Second, inequalities have been exacerbated by the pandemic. For example, women are doing more household chores while working at home than men. This gives men a head start, and it just isn’t fair.
And as we’ve seen in this podcast series, new joiners are finding themselves on the back foot, missing out on building relationships with colleagues.
So, what do organizations need to do?
They need to design for positive behavior change. That means encouraging people to take breaks, having fewer meetings, being more mindful of scheduling, giving them tools, both physical and digital, to make them more comfortable, controlling the workload, and resetting boundaries.
Easier said than done, but absolutely necessary!
The fourth flawed belief is that Success means maximum productivity
When then reality is that maximum productivity comes at a cost
Yes, workers are more productive than ever, but they also seem to be more burnt out.
An Indeed survey showed over half (52%) of respondents are experiencing some burnout symptoms in 2021.
And that means that maximum productivity may not be sustainable, and that to retain healthy employees, there needs to be a shift away from increasing productivity and decreasing office space.
According to Accenture, the intensity of the pandemic has seeped through to the way we work, and it simply isn’t reasonable to expect people to continue at such a level.
So there needs to be a massive reset, putting purpose and wellbeing at the top of their success metrics, rather than mere productivity.
Companies must set boundaries and actively enforce them so that people can find and maintain a healthy line between their professional and private lives.

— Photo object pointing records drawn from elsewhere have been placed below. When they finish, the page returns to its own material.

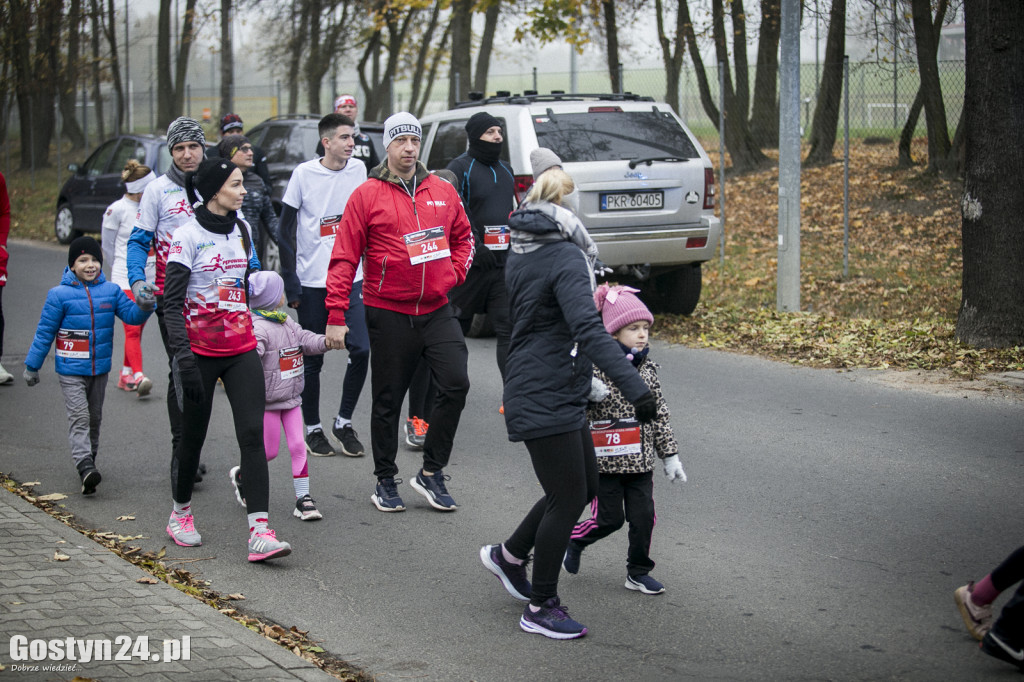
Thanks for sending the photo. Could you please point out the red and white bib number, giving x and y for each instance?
(290, 361)
(496, 238)
(329, 227)
(230, 294)
(427, 245)
(615, 437)
(73, 343)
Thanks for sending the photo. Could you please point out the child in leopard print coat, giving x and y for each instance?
(625, 449)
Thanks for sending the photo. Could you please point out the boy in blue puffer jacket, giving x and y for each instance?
(79, 315)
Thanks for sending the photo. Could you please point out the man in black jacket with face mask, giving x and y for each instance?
(486, 186)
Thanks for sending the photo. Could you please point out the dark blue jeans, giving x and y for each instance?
(312, 316)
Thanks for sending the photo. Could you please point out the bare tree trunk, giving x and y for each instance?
(486, 45)
(432, 77)
(991, 312)
(95, 17)
(67, 78)
(110, 28)
(611, 43)
(931, 87)
(764, 116)
(744, 154)
(906, 135)
(830, 92)
(672, 53)
(462, 27)
(226, 59)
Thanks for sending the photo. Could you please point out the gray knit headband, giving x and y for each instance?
(183, 129)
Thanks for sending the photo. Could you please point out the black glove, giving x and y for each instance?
(187, 380)
(484, 258)
(646, 408)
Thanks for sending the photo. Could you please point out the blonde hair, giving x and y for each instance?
(551, 186)
(134, 171)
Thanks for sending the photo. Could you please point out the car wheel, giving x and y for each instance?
(64, 225)
(679, 291)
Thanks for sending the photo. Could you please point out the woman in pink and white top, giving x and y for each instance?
(211, 336)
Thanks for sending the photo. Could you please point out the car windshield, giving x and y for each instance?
(612, 135)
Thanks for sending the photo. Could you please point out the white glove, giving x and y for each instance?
(674, 469)
(144, 295)
(598, 390)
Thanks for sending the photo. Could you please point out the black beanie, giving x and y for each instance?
(83, 245)
(478, 124)
(208, 179)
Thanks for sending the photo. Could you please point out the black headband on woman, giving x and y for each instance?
(207, 180)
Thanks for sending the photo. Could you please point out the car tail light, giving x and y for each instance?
(710, 188)
(522, 185)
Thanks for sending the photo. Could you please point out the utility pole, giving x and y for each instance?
(787, 294)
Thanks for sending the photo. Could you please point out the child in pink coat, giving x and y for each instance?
(282, 345)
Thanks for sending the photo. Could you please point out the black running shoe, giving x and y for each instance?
(350, 445)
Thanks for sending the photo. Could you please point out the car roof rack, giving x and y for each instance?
(529, 96)
(292, 117)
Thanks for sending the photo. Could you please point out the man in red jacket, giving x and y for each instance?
(414, 238)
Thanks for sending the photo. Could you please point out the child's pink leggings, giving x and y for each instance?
(295, 436)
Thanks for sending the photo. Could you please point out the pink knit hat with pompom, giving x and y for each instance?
(620, 306)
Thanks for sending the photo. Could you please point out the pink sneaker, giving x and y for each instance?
(264, 545)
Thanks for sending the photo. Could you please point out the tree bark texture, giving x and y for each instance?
(931, 87)
(991, 313)
(830, 91)
(764, 114)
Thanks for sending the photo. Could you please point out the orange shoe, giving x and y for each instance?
(416, 432)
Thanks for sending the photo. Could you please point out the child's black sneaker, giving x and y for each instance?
(89, 474)
(644, 584)
(551, 621)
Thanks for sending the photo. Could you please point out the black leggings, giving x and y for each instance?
(243, 377)
(566, 468)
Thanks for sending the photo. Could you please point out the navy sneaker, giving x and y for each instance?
(552, 621)
(644, 584)
(571, 560)
(996, 646)
(512, 577)
(385, 496)
(432, 487)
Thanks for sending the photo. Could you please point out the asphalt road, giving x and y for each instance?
(824, 527)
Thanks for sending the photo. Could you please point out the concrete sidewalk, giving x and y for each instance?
(94, 597)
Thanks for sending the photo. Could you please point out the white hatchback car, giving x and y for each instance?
(646, 186)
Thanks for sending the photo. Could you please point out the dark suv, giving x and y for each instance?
(289, 140)
(96, 183)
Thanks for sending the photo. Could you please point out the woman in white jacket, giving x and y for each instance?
(118, 221)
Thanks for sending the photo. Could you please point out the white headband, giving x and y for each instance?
(138, 185)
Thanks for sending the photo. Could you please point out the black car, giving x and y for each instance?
(96, 183)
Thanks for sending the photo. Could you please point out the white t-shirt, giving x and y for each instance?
(164, 208)
(320, 196)
(216, 306)
(118, 222)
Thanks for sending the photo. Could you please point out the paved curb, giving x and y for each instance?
(93, 595)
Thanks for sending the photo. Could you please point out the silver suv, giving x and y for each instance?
(646, 186)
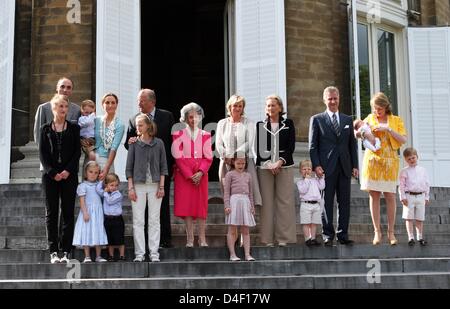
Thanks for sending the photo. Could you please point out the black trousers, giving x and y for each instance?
(166, 228)
(340, 185)
(60, 194)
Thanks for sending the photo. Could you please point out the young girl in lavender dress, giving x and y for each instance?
(89, 229)
(239, 206)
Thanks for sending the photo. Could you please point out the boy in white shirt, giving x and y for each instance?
(310, 211)
(415, 194)
(87, 126)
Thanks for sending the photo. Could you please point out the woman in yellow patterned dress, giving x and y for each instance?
(381, 168)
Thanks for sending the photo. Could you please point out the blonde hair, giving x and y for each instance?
(305, 163)
(328, 90)
(88, 103)
(58, 98)
(110, 95)
(88, 165)
(278, 100)
(410, 152)
(381, 100)
(191, 107)
(235, 99)
(239, 157)
(110, 178)
(357, 124)
(152, 128)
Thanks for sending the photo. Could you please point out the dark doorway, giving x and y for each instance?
(183, 55)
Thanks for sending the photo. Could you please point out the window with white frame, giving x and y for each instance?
(377, 64)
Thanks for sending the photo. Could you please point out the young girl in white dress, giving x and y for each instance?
(89, 229)
(239, 207)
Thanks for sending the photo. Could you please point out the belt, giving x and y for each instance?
(414, 193)
(113, 217)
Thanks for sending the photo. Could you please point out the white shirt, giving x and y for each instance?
(331, 116)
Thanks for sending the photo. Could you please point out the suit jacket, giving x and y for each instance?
(164, 121)
(275, 146)
(44, 115)
(71, 150)
(327, 149)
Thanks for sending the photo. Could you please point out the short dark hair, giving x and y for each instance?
(409, 152)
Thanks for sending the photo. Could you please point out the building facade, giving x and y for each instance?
(203, 51)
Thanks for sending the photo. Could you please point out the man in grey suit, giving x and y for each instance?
(44, 112)
(333, 151)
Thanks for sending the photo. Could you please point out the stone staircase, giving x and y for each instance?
(24, 261)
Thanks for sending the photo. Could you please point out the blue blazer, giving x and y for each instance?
(327, 149)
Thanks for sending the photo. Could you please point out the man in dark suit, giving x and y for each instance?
(333, 151)
(164, 121)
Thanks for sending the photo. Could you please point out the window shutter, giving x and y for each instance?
(430, 100)
(260, 53)
(7, 17)
(119, 60)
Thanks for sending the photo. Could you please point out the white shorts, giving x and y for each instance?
(416, 207)
(310, 213)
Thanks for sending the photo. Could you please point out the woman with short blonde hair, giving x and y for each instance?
(381, 168)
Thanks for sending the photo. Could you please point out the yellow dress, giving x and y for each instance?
(380, 169)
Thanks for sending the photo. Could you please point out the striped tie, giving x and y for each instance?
(336, 126)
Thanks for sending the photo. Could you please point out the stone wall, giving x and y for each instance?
(22, 71)
(317, 56)
(435, 12)
(61, 49)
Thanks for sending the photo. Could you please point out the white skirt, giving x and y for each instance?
(241, 211)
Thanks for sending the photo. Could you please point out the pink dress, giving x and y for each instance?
(192, 154)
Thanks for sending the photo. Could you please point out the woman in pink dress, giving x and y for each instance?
(191, 149)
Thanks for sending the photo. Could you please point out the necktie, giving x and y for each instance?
(336, 126)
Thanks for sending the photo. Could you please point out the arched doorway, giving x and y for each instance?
(183, 55)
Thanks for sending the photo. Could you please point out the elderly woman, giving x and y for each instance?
(108, 135)
(380, 168)
(59, 152)
(236, 135)
(275, 145)
(191, 149)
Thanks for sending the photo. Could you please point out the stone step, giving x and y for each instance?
(220, 218)
(424, 280)
(294, 252)
(212, 269)
(214, 240)
(222, 229)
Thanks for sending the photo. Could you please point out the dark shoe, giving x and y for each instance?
(165, 245)
(328, 242)
(315, 242)
(346, 242)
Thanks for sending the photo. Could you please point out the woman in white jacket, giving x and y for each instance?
(235, 136)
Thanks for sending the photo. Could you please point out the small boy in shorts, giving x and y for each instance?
(415, 194)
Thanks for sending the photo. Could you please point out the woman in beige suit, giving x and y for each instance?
(275, 145)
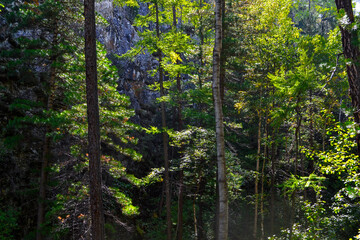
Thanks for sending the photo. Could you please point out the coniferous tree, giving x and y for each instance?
(96, 204)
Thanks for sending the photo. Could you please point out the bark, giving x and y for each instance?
(46, 147)
(201, 36)
(257, 176)
(164, 134)
(96, 206)
(222, 226)
(349, 39)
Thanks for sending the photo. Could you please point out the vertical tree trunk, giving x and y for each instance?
(201, 36)
(96, 206)
(257, 175)
(349, 37)
(222, 226)
(164, 134)
(46, 147)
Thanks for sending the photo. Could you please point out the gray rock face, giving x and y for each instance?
(119, 36)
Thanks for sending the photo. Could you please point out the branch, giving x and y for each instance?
(333, 72)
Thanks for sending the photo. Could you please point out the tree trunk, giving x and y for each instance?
(96, 206)
(349, 39)
(222, 226)
(46, 147)
(164, 134)
(257, 175)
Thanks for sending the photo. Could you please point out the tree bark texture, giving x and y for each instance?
(164, 134)
(352, 53)
(46, 146)
(96, 206)
(257, 175)
(222, 225)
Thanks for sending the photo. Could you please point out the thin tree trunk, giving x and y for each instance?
(45, 160)
(201, 36)
(164, 134)
(96, 206)
(257, 175)
(349, 39)
(222, 227)
(46, 147)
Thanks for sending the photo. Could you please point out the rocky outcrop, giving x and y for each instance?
(119, 36)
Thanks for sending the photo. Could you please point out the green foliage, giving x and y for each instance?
(294, 184)
(8, 223)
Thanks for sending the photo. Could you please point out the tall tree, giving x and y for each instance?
(222, 200)
(96, 206)
(164, 134)
(350, 40)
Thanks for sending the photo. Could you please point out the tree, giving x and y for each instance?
(349, 37)
(222, 198)
(96, 206)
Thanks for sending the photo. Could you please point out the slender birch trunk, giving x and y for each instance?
(96, 206)
(164, 134)
(222, 226)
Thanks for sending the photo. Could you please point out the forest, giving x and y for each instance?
(179, 119)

Get it wrong, and companies will bleed talent.
Get it right, and you keep your talent, while improved employee experience leads to improved customer experience and increased customer retention.
What do organizations need to do?
According to Accenture, companies must Measure sustainable productivity.
That means forgetting presenteeism and going instead for high-quality outcomes that can be maintained long term.
The 5th and final belief is that location is the most important factor
The Reality: The most important thing to figure out is how we enable smart work anywhere
That means looking at five key areas:
First, space: format, ergonomics, furniture, lighting, acoustics — and that needs to be got right across offices, the home, and other spaces, such as co-working sites.
Second, Digital: the most adapted technology and remote working tools are key. You’ve got to investigate, invest, and train. Make sure everyone can use these tools perfectly.
Third: Culture: the personality of your organization needs to be felt across every touchpoint. This means creating rituals, support programs, and incentives that build a sense of belonging wherever your workers are.
And finally, responsibility: inclusion, diversity, sustainability, and wellbeing must be visible priorities at all times.